DATA PROCESSING ADDENDUM (DPA) FOR ZIPBOARD

 

1. Introduction

This Data Processing Addendum (“DPA”) forms part of the Agreement between Customer (“Data Controller”) and zipBoard (“Data Processor”) (collectively referred to as “Parties”) for the provision of services by zipBoard to the Data Controller.

 

2. Definitions

  • “Data Controller”: Refers to the entity that determines the purposes and means of the processing of Personal Data.
  • “Data Processor”: Refers to the entity that processes Personal Data on behalf of the Data Controller.
  • “Personal Data”: Refers to any information relating to an identified or identifiable natural person.
  • “Data Subject”: Refers to the individual to whom the Personal Data relates.
  • “Processing”: Refers to any operation or set of operations performed on Personal Data, whether by automated means or not, such as collection, recording, organization, structuring, storage, adaptation or alteration, retrieval, consultation, use, disclosure by transmission, dissemination or otherwise making available, alignment or combination, restriction, erasure, or destruction.
  • “GDPR”: Refers to the General Data Protection Regulation (Regulation (EU) 2016/679).
  • “Services”: Refers to the services provided by zipBoard to the Data Controller as outlined in the Agreement.

 

3. Scope of the DPA

This DPA applies to the Processing of Personal Data by zipBoard on behalf of the Data Controller in connection with the provision of the Services.

This DPA sets out the rights and obligations of the Parties with respect to the Processing of Personal Data in compliance with the GDPR.

 

4. Processing of Personal Data

zipBoard shall Process Personal Data only on behalf of and in accordance with the instructions of the Data Controller, unless required to do so by applicable law.
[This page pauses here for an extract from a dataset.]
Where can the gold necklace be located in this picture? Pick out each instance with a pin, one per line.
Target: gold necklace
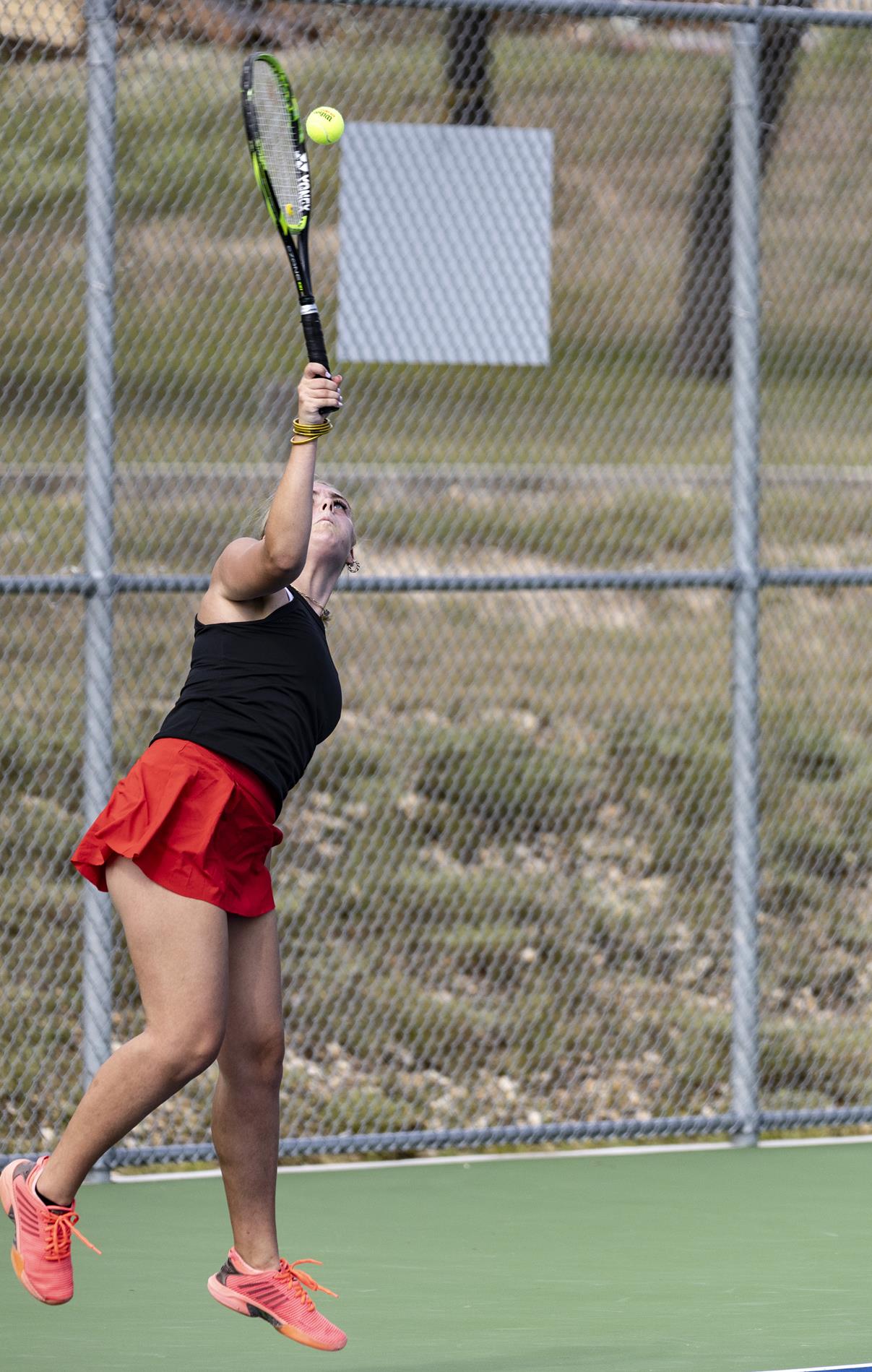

Any Processing beyond the scope of the Data Controller’s instructions shall require prior written authorization from the Data Controller.

zipBoard shall ensure that persons authorized to Process Personal Data have committed themselves to confidentiality or are under an appropriate statutory obligation of confidentiality.

 

5. Security Measures

zipBoard shall implement appropriate technical and organizational measures to ensure a level of security appropriate to the risk, including but not limited to measures to protect against unauthorized or unlawful Processing and against accidental loss, destruction, or damage of Personal Data.

 

6. Subprocessing

zipBoard shall not engage any subprocessor for the Processing of Personal Data without the prior written consent of the Data Controller.

In the event zipBoard engages a subprocessor, zipBoard shall ensure that the subprocessor is bound by contractual obligations to provide sufficient guarantees to implement appropriate technical and organizational measures in such a manner that the Processing will meet the requirements of applicable data protection laws.

 

7. Data Subject Rights

zipBoard shall assist the Data Controller in responding to requests from Data Subjects to exercise their rights under the GDPR, including but not limited to the rights of access, rectification, erasure, restriction of Processing, data portability, and objection.

 

8. Data Breach Notification

zipBoard shall notify the Data Controller without undue delay upon becoming aware of a Personal Data breach affecting the Data Controller’s Personal Data, providing sufficient information to allow the Data Controller to meet any obligations to report or inform Data Subjects of the Personal Data breach under the GDPR.

 

9. Data Protection Impact Assessments

zipBoard shall provide reasonable assistance to the Data Controller with any data protection impact assessments that may be required under the GDPR.

 

10. Data Transfer

Where Personal Data is transferred from the European Economic Area (EEA) to a country or territory outside the EEA, zipBoard shall ensure that appropriate safeguards are in place to protect the Personal Data in accordance with the requirements of the GDPR.

 

11. Term and Termination

This DPA shall remain in effect for the duration of the Agreement between the Parties and shall terminate upon termination of the Agreement, unless otherwise terminated in accordance with the terms herein.

 

12. Governing Law and Jurisdiction

This DPA shall be governed by and construed in accordance with the laws of Canada. Any disputes arising out of or in connection with this DPA shall be subject to the exclusive jurisdiction of the courts of British Columbia.